RedG Studios nos presenta S.O.N, una aventura de terror con una premisa interesante pero una ejecución muy floja de papeles.
RedG Studios es una pequeña desarolladora conformada por 3 jóvenes que, además de ser apasionados por la industria, son gamers. No es para nada fácil introducirse en este complejo mundo lleno de competencias y grandes empresas, pero de todos modos y trás un duro trabajo lanzaron su primer producción, en exclusiva para PlayStation 4: S.O.N
S.O.N (South of Nowhere) es un aventura de terror en primera persona que cuenta con un profundo contexto narrativo, determinadamente muy psicológico pero que termina fallando en la mayoría de sus ejecuciones, torciendo la balanza hacia un resultado negativo.
Una búsqueda desesperada y un viaje personal de autodescubrimiento
El juego nos sitúa en los intrincados bosques del sur de Pensilvania, mejor conocidos como South of Nowhere (de ahí proviene S.O.N), una locación compuesta por más de 300 mil hectáreas, conocidas dentro de la mitología de las leyendas urbanas por ser un foco de desaparición de personas.
En este contexto, muy al estilo de Blair Witch Project, encarnamos a Robert Alderson, un devoto padre que se inmiscuye en estos bosques para encontrar a Jay, su hijo desaparecido.

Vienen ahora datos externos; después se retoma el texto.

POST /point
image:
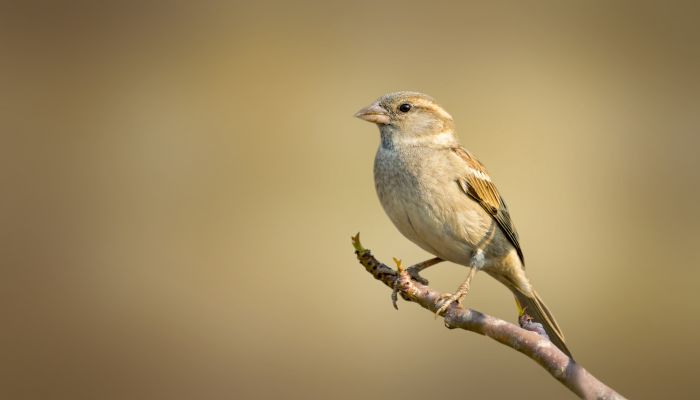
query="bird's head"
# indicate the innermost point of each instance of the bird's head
(409, 115)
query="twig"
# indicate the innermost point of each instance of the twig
(538, 348)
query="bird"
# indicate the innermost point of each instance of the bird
(440, 197)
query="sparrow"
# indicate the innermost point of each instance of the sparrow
(441, 198)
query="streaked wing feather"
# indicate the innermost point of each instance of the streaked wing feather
(477, 184)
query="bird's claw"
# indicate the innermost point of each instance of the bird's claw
(395, 289)
(447, 302)
(414, 273)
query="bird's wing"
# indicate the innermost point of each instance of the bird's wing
(477, 184)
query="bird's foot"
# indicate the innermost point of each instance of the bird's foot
(414, 273)
(447, 299)
(395, 289)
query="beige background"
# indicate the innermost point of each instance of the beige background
(180, 184)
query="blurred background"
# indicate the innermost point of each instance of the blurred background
(180, 181)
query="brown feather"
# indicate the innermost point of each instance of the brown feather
(477, 184)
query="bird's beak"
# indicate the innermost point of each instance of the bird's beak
(374, 113)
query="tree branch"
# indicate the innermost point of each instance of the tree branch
(533, 345)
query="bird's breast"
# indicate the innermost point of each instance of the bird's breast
(418, 191)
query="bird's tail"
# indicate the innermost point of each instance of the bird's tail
(535, 308)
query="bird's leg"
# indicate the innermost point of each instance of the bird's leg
(462, 291)
(414, 270)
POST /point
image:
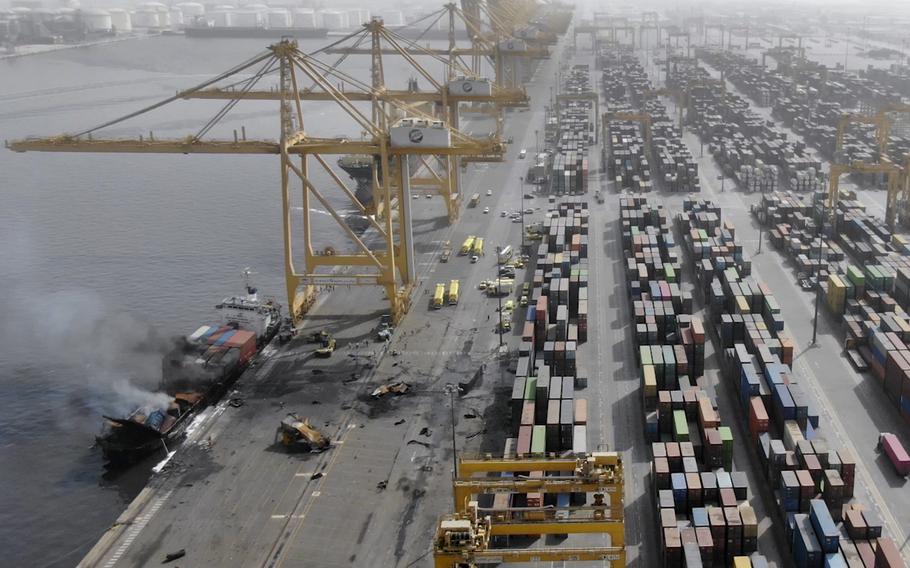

S.O.N no tiene medias tintas. Desde el minuto 1 nos damos cuenta que algo anda mal y la misión de búsqueda termina sucumbiendo ante un viaje de autodescubrimiento, donde el propio terreno nos empieza a proponer juegos mentales en los que vamos descubriendo piezas de tu complicado pasado, como un rompecabezas difuso en el que los pecados que fuimos cometiendo a lo largo y ancho de nuestra vida se ven reflejados con un surrealismo marcado.

Esta particular aventura nos invita a observar cada escenario con detalle. Cada elemento que vemos es una pista, es un indicio que no podemos dejar pasar por alto. No para avanzar en la historia, porque cuenta con un solo puzzle en todo el juego y es súper sencillo, pero sí para adentrarnos más en el argumento. Es una lastima que toda la construcción narrativa se desmoroné a pedazos cuando lo jugamos, porque S.O.N tiene una grata inmersión, logra transmitir ese miedo partícular y una sensación constante de que cualquier cosa puede suceder en cualquier momento.

Hay dos finales (o 3, si tomamos en cuenta una situación en el último tercio del trayecto), que se distancian entre sí y funciona más como una evaluación para el protagonista que una resolución argumental.
Demasiado corto
S.O.N tiene varios problemas, pero el que más resalta es el de su duración. Jugándolo lento y sin conocer bien todo el recorrido puede durar, como mucho, 40 minutos, algo que no se puede concebir en 2019. Su planteamiento completamente lineal y casi sin obstáculos lo transforman más en una cinemática con cámara libre que una aventura interactiva.

Por un lado, hay que entender que estamos ante la primera propuesta de RedG Studios con un juego que tiene puntos altos como la historia y su inmersión visual, pero que sus mecánicas jugables son un contrapeso muy fuerte. Nos hubiese gustado que se arriesgarán más dentro del concepto que maneja S.O.N, desde la perspectiva psicológica y el terror que intenta transmitir, que logra un mayor miedo gracias a su ambientación que a los diseminados jumpscares que aparecen en forma programada.
Una lograda ambientación
Una vez que abandonamos su genérico bosque y nos adentramos a dónde el juego quiere llevarnos, S.O.N funciona muy bien. Logra alimentar la tensión y crecer esa sensación de incertidumbre gracias a su lograda dirección de arte. Del sonido no podemos decir lo mismo, que se limita más a sentirnos incómodos que a transmitir terror, pero es un título que entra por los ojos, que funciona el triple si tenemos todo apagado y unos buenos auriculares.
Conclusión
S.O.N es una interesante propuesta, con un buena inmersión narrativa y un buen manejo de la tensión ascendente, gracias a su gran trabajo visual. Sin embargo, no podemos pasar por alto el cúmulo de errores que componen su facción jugable y mucho menos su cortísima duración.
RedG Studios no aprueba su primera propuesta, pero es una desarrolladora para mirar en el futuro porque hay buenas intenciones en este proyecto. Lamentablemente, no podemos vivir de ellas.